With their mobile phones in hand to take photos, Cara and Scarlett toured the exhibition, focusing specifically on Léger’s Le Ballet Mécanique and Duchamp’s Anemic Cinema. Duchamp and Leger were preoccupied with the transitions occurring in post-war France. Duchamp’s film from 1926 features a spinning disk on a turntable and shows his fascination with optical illusions. Léger’s film, created two years before Duchamp’s, was made just after his mechanical period, in which machinery and geometry featured heavily in his work.

Marcel Duchamp (American, born France. 1887-1968)
Anemic Cinema, 1926
35mm film Black and white, silent, 6 minutes (approx.)
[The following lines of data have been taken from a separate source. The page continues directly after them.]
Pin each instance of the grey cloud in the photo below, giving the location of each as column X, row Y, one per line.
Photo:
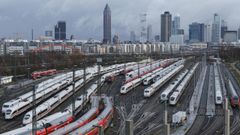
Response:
column 84, row 17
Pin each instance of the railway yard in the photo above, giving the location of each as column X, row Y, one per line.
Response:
column 148, row 93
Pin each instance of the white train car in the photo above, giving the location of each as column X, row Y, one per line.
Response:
column 218, row 90
column 48, row 105
column 149, row 79
column 166, row 93
column 43, row 87
column 174, row 98
column 148, row 92
column 53, row 102
column 129, row 86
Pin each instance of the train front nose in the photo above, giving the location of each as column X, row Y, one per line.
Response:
column 27, row 119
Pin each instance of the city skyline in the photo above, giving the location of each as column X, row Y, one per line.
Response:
column 86, row 23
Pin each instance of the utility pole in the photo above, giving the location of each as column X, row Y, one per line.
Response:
column 166, row 125
column 100, row 129
column 73, row 98
column 227, row 118
column 99, row 60
column 138, row 69
column 84, row 78
column 129, row 127
column 34, row 119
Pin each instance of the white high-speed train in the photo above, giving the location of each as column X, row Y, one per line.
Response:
column 47, row 88
column 148, row 92
column 166, row 93
column 53, row 102
column 174, row 98
column 149, row 79
column 59, row 119
column 130, row 85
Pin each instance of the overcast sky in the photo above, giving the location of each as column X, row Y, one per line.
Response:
column 84, row 17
The Museum of Modern Art, New York
Acquired from the artist. Preserved with funding from the Celeste Bartos Film Preservation Fund
© 2012 Artists Rights Society (ARS), New York / ADAGP, Paris / Estate of Marcel Duchamp
Nothing could be more fitting for a tutorial using modern technology than a study of the fourteen modern masters but as the participants learned after their tour, our modern age is not without its own curiosities to translate into art. To get into the Surrealist frame of mind (if, indeed, that is even possible), Laura asked the girls to brainstorm the positive and negatives associated with our time. Everything from Facebook to cane toads was listed, leaving the girls with plenty of outlandish possibilities for their video montages.
They then took advantage of the Gallery’s free WI-FI to import their snaps into the movie-making application and away they went! Cara’s film explored the idea of what we can’t see behind locked doors and she was spotted taking some photos of the Gallery’s historic doorways. Scarlett focused on the difference between light and darkness in paintings. Both videos will be posted to the website soon and the winning filmmaker will win an unlimited pass to the Picasso to Warhol exhibition.